Korban tewas akibat serangan rudal terhadap apartemen di Dnipro Hari Sabtu naik menjadi 40, termasuk tiga anak, kata pejabat Ukraina. Mereka mengatakan 25 orang hilang atau tidak ditemukan, tetapi 39 orang, termasuk enam anak, diselamatkan dari reruntuhan.

"Apa yang terjadi di Dnipro, fakta bahwa Rusia sedang mempersiapkan upaya baru untuk mengambil inisiatif dalam perang, fakta bahwa sifat aksi militer di garis depan memerlukan keputusan baru tentang pasokan senjata, menggarisbawahi betapa pentingnya mengoordinasikan semua upaya koalisi mempertahankan Ukraina dan kebebasan," kata Presiden Volodymyr Zelensky dalam pidato videonya Senin malam, melansir Reuters 17 Januari.

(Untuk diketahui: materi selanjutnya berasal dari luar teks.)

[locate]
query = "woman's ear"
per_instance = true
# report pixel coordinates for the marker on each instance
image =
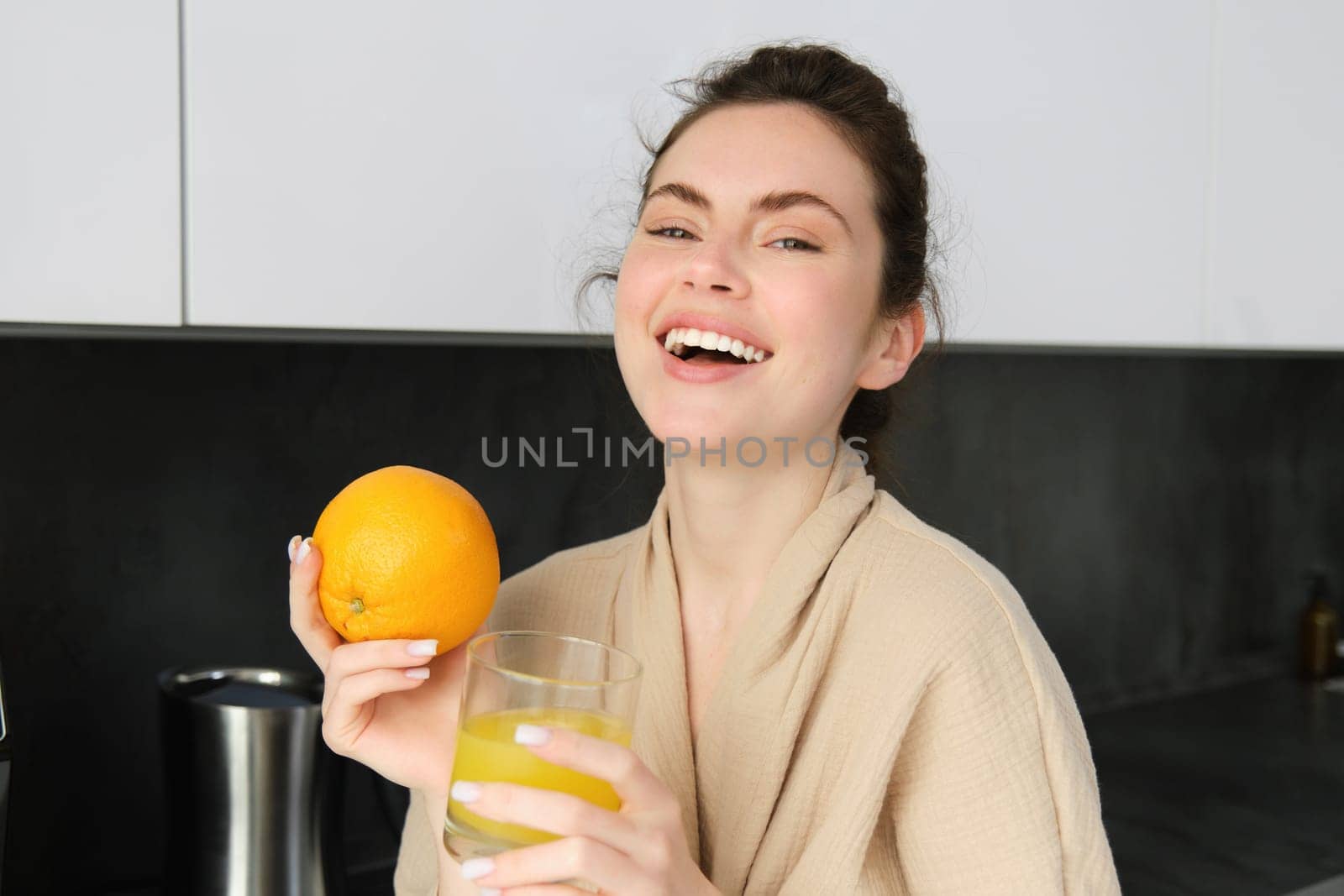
(897, 344)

Dia mengharapkan keputusan penting oleh sekutu Ukraina ketika mereka bertemu di Jerman akhir pekan ini.

Rusia, yang sejak Oktober telah melakukan serangan besar-besaran di kota-kota Ukraina terutama dengan menargetkan infrastruktur pembangkit listrik, mengatakan tidak dapat disalahkan atas kehancuran di Dnipro, karena disebabkan oleh pertahanan udara Ukraina. Sementara, Kyiv mengatakan gedung apartemen itu dihantam oleh rudal anti-kapal Rusia, jenis yang tidak dapat ditembak jatuh oleh Ukraina.

Terkait hal tersebut, Sekretaris Jenderal PBB Antonio Guterres mengutuk keras serangan Dnipro, kata juru bicara PBB.

"Serangan terhadap warga sipil dan infrastruktur sipil melanggar hukum kemanusiaan internasional. Itu harus segera diakhiri," kata juru bicara itu.

Dalam pembaruan Senin malam, Staf Umum Angkatan Darat Ukraina mengatakan, artileri Rusia menggempur sekitar 25 kota dan desa di sekitar Bakhmut dan Avdiika, dua titik fokus upaya Rusia untuk maju di kawasan industri timur Donbas yang strategis.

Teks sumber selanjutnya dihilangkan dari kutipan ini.